Opinión / Columna
 
José García Rivas 
Carta a una madre viuda
El Heraldo de Chihuahua
27 de agosto de 2010

  Me parece que nadie sabe lo que significa perder al compañero, cuando suponía que juntos iban a cruzar por la vida. La madre viuda sufre mucho la pérdida; pero más le afligen los acosos y la soledad. Acostumbrada a caminar con él, de pronto se encuentra sola, desamparada; arrojada a un pozo en el que nunca pensó caer; se siente morir. Con motivo del Día de la Madre sola, me quiero dirigir ahora a una madre viuda. Habrá un retiro para madres solas el domingo 19 de septiembre, en Salesianos Secundaria, de 10:00 a 12:00 horas.

Estimada amiga:

Deja que te llame amiga, porque te ofrezco mi amistad. Te llamo estimada porque en realidad te estimo. Comprendo que te sientas como te sientes. Tú no esperabas esto. No creías que a ti te pudiera pasar. Pero sucedió. Es el hecho. La cruel realidad te aturde. Cuando te avisaron no lo creías, no podías creerlo. Aquel mundo irreal te sofocó. No sabes cómo pudiste sobrevivir. Sentiste que el cielo se caía, sentiste que la tierra temblaba bajo tus pies. Lloraste, lloraste mucho ante la irremediable tragedia. El mundo incierto no te preocupaba, porque no pensabas en el mundo. Tú querías, deseabas, hasta cometiste la tontería, de rezar para que también a ti llegará la muerte. Tu impacto primero fue terrible. El cadáver que tenías delante no era aquel hombre que todos los días se despedía de ti para irse a trabajar. De pronto, sin tú haberlo asimilado, te hallabas sola, terriblemente sola. Tú que te habías ilusionado con un matrimonio largo. En tus devaneos te habías visualizado prendida al brazo de él, ancianos ambos, llenos de recuerdos, lento el andar pero chispeante de gusto por la vida pasada juntos. Imaginabas que ya tus hijos eran mayores, habían ya constituido sus propios hogares. Todo concluía felizmente. Te imaginabas sonriente, llena de dicha. ¡Qué cruelmente se rompieron tus ilusiones! La muerte pronto cegó tus dulces aspiraciones.

Yerto, examine, tendido ahí. . . todo te parecía imposible. Te daba la corazonada de que soñabas. Ibas a despertar, ibas a constatar que aquello era una pesadilla.
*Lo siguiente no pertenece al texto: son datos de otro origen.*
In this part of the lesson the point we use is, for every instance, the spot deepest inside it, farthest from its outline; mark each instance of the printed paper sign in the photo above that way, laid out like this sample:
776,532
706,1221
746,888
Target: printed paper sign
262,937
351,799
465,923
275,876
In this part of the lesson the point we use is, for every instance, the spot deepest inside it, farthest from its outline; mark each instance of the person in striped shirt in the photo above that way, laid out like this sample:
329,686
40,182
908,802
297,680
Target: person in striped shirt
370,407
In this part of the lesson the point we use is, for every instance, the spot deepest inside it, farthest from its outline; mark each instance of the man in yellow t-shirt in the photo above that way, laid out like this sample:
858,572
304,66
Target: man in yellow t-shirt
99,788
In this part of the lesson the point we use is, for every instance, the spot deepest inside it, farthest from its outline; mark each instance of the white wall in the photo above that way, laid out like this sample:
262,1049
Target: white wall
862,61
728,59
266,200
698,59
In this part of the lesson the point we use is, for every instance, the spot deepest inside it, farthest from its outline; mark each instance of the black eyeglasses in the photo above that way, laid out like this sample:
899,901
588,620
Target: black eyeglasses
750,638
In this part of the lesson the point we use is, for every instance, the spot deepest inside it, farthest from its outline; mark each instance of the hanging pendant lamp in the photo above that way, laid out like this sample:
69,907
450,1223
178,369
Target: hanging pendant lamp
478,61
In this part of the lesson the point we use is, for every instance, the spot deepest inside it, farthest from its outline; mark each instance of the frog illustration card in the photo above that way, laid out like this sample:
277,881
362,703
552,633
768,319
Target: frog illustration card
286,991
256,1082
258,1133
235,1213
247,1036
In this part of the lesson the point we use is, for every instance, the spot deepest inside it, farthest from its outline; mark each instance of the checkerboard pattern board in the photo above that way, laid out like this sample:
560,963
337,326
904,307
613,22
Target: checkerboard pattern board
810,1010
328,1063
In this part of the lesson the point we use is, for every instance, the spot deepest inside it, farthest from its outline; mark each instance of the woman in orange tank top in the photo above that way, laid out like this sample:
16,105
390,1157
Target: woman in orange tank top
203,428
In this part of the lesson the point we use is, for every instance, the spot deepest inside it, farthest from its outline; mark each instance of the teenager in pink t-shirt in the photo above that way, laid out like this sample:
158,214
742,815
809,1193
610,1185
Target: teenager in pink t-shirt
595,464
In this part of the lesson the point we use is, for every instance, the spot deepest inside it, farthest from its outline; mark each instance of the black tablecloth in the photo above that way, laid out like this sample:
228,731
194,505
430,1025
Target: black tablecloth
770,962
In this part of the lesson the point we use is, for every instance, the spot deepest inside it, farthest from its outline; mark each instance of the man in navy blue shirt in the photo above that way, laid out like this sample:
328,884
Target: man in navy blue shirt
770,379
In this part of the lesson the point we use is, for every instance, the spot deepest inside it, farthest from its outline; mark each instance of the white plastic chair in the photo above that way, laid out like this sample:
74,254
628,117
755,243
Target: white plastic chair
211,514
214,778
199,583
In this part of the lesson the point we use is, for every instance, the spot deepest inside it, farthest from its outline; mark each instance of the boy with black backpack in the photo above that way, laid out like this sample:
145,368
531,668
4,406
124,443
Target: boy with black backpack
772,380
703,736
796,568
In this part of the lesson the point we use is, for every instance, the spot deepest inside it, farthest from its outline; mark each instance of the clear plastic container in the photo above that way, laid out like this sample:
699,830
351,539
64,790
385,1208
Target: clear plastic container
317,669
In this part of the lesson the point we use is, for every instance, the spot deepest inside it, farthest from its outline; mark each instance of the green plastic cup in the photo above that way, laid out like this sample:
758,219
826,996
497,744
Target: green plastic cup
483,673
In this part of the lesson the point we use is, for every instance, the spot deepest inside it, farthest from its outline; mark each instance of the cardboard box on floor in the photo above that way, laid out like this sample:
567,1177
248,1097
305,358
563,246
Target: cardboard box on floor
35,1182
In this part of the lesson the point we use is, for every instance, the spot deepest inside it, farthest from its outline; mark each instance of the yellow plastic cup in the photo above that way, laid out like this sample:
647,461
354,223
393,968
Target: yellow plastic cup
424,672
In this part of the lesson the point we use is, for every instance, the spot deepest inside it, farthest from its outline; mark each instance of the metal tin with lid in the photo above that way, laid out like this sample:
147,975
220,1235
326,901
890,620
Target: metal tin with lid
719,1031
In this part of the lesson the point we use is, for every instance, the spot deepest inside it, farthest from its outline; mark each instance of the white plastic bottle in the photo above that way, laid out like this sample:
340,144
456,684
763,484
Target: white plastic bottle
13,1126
Cuando te dabas cuenta de que todo era cruel, que era verdad, de que aquel tendido ahí era él; se te ocurría pensar que él se iba a mover, que iba a abrir los ojos, te iba a mirar, tras amable sonrisa te iba a dar el beso de siempre. .. Y todo iba a terminar así. Pero él no se movía y seguía acostado ahí, sin movimiento, diciéndote, con su silencio que todo era verdad.

Fofas te sonaron las condolencias todas. Las mujeres se te antojaban hipócritas, los hombres irrespetuosos. Todos falsos. "Te acompaño en tus sentimientos", decían. ¿Que sabían ellos de tus sentimientos? Si como tú sintieran, no hubieran hecho del momento un lugar de plática y sonrisas. Y se reían y platicaban como si estuvieran en una fiesta.

Aunque entonces lloraste, la angustia y la sorpresa no te dejaron desahogar todo tu llanto.

Ya no eras la esposa de. . . no, ya no, porque él no estaba más en el mundo.

Estimada amiga. Acepta mi comprensión. Yo sé que tu dolor es hondo, inmenso, tan tuyo y tan personal que nadie lo puede vivir como tú. Te comprendo. La realidad es cruda, la realidad es irrenunciable, la realidad es esa que tú no quisieras. Acéptala, acepta que así es: es por tus hijos. La realidad es que eres viuda, aunque te choque el calificativo. A ellos les haces falta. Ánimo. Alza la cara. Tus hijos te necesitan animosa, para ellos afrontar su propia vida: No se desprende un cabello de la cabeza, sin la voluntad del Padre.